If the shoes are designed for the girl to hear them then they must be quite loud. And I'm guessing this was more of a situation where the kid was running around squeaking incessantly than the kid standing, getting her food and sitting to eat. Couldn't she have just sat her child down? One of my pet peeves is kids running around unattended at cafes and restaurants. It's dangerous for everybody involved, especially the kids.

I don't think Panera did anything wrong here and the mother is just looking for attention and overreacting.


There are some noises kids will make that will ruffle my feathers--like balls bouncing inside a store...but, the sound of squeaky shoes I absolutely adore.  I am thinking it's because I can hear where the child is at--my Twinz use to get real quiet sometimes and that is when shit use to happen.  But, the sqeaky shoes let me know where they are going, how far they went--stuff like that.


billsfan1104:  I was thinking the same thing about the "contacting the media" thing.  Why?  And the fundraiser thing is very suspicious to me too. 

nonmember avatar Liliana

Panera is awesome. I don't understand why the squeaky shoes were annoying other patrons unless this woman was letting her kid get loose all around the tables,which I suspect is what happened. Btw those shoes are not necessarily for delayed children only. They've been around for years as a novelty shoe.

lulou lulou

I too am suspicious about the media angle - and the "hanging out" aspect.  Paneras not meant to be a playground,  particularily when I have to carry my own soup.
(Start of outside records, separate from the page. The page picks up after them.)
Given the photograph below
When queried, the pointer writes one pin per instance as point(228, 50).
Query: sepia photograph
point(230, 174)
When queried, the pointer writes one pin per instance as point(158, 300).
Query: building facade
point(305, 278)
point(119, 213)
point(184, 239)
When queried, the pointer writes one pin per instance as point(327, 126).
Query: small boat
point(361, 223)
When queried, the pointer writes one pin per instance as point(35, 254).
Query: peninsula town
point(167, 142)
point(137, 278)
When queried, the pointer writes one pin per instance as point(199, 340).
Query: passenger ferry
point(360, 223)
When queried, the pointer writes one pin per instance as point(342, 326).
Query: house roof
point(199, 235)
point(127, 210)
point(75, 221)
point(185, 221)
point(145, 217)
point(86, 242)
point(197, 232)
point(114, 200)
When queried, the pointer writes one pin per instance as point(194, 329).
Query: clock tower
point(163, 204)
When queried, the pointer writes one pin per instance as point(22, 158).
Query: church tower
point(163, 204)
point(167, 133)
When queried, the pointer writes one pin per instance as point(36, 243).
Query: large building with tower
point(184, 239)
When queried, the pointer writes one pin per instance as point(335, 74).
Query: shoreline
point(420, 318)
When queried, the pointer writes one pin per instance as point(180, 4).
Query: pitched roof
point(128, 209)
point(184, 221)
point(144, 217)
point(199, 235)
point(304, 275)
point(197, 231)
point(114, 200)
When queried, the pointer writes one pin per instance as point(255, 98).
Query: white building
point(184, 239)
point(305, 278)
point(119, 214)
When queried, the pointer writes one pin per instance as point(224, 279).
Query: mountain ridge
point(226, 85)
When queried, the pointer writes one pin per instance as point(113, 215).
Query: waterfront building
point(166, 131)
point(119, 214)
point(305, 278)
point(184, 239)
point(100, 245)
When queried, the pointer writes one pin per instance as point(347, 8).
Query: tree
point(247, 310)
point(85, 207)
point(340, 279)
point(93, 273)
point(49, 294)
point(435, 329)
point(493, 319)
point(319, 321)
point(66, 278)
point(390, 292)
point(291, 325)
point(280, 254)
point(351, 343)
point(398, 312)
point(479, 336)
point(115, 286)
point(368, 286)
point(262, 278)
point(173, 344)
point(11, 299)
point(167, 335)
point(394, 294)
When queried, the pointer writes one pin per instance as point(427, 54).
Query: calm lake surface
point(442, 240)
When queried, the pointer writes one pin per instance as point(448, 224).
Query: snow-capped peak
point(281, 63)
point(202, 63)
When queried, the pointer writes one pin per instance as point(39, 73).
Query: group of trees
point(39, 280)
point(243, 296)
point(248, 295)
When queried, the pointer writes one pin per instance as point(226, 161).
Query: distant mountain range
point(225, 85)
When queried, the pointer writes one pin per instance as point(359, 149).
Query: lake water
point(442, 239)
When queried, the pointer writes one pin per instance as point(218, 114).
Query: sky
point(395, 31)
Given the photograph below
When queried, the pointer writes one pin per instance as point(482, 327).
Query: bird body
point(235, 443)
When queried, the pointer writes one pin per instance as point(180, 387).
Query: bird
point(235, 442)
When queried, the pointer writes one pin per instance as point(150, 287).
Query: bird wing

Anyway, some orthopedic conditions use ice skating to strengthen the ankles, like Kristi Yamaguchis ankles.

Movie... Moviebuff

I agree this going to the media for every little thing is getting out of hand. I'm sure the kid was running around and not just walking to the table.

nonmember avatar Alexandra

Interesting. Always when a disability comes up, these questions are asked about the media, etc. Funnyhow if it's nursing, strollers in stores, etc it's gee we, as parents have rights and you should expect it.

Interesting to notice the differences.

NoWei NoWei

The customer who complained is clearly mentally ill because normal people don't let trivial stuff bother them. 

Roxygurl Roxygurl

Those squeaky shoes sound like a freaking dog toy. While I feel for the mom, in my eyes it's no different than asking a parent with a screaming child to leave the restaurant.